= Curriculum and Standards Framework =

School curriculum in Victoria, Australia

The Curriculum and Standards Framework (CSF) was developed for teachers Victoria, Australia. It was introduced in Victorian schools in 1995 and republished in 2000 as the CSF II. It was superseded by the Victorian Essential Learning Standards (VELS) program in 2006.

The CSF described what students in Victorian schools should know and be able to do in eight key areas of learning at regular intervals from the primary and secondary levels of education — specifically, from year Prep ('Preparatory') to Year 10. It provided sufficient detail for schools and the community to be clear about the major elements of the curriculum and the standards expected of successful learners.

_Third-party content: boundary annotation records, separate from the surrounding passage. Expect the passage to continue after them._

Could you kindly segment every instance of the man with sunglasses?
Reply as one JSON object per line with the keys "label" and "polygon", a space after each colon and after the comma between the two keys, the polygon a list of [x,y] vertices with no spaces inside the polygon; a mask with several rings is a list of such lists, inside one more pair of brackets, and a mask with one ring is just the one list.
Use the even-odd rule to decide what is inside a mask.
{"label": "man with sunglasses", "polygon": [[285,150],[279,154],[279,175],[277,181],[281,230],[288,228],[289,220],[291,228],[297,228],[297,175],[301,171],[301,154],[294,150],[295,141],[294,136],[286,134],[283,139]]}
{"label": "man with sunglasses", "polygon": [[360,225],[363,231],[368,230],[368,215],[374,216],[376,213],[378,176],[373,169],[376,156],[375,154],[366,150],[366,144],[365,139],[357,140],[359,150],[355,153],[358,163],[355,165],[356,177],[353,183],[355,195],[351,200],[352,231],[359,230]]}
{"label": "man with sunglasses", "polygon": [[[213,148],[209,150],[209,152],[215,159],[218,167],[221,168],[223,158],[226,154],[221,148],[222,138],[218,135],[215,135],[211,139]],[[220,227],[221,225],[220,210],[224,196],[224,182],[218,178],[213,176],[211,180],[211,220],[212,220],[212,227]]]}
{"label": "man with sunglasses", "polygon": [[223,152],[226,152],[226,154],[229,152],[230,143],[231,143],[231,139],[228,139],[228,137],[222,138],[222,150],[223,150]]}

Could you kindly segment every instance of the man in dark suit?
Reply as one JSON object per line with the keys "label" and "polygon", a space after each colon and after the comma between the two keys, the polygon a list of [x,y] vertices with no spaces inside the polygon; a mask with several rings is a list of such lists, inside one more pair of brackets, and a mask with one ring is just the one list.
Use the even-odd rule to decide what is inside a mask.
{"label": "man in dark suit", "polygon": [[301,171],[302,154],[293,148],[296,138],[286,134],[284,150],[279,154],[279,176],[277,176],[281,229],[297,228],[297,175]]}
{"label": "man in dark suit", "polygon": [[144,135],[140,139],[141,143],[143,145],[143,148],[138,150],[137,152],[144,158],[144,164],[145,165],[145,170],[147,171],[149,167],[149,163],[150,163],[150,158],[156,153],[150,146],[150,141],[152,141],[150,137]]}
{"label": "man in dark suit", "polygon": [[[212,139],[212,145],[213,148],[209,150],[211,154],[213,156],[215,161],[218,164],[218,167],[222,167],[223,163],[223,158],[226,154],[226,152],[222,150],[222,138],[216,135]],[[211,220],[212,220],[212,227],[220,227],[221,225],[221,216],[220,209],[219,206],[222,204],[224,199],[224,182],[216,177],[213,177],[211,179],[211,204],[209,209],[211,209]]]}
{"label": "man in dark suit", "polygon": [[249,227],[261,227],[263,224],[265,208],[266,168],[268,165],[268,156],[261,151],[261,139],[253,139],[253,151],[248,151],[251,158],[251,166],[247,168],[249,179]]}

The eight key learning areas were the Arts, English, Health and Physical Education, Languages Other Than English (LOTE), Mathematics, Science, Studies of Society and Environment (SOSE) and Technology. A document, the ESL Companion to the English CSF was also part of the project - it describes stages of English as a second language development. This latter document was an important part of the csf, acknowledging the teaching and assessment needs of the many students learning English as a second or additional language.

== VELS to replace CSF ==
The Victorian Essential Learning Standards (VELS) will progressively replace the Curriculum and Standards Framework as the basis for curriculum and assessment in Victorian schools from 2006.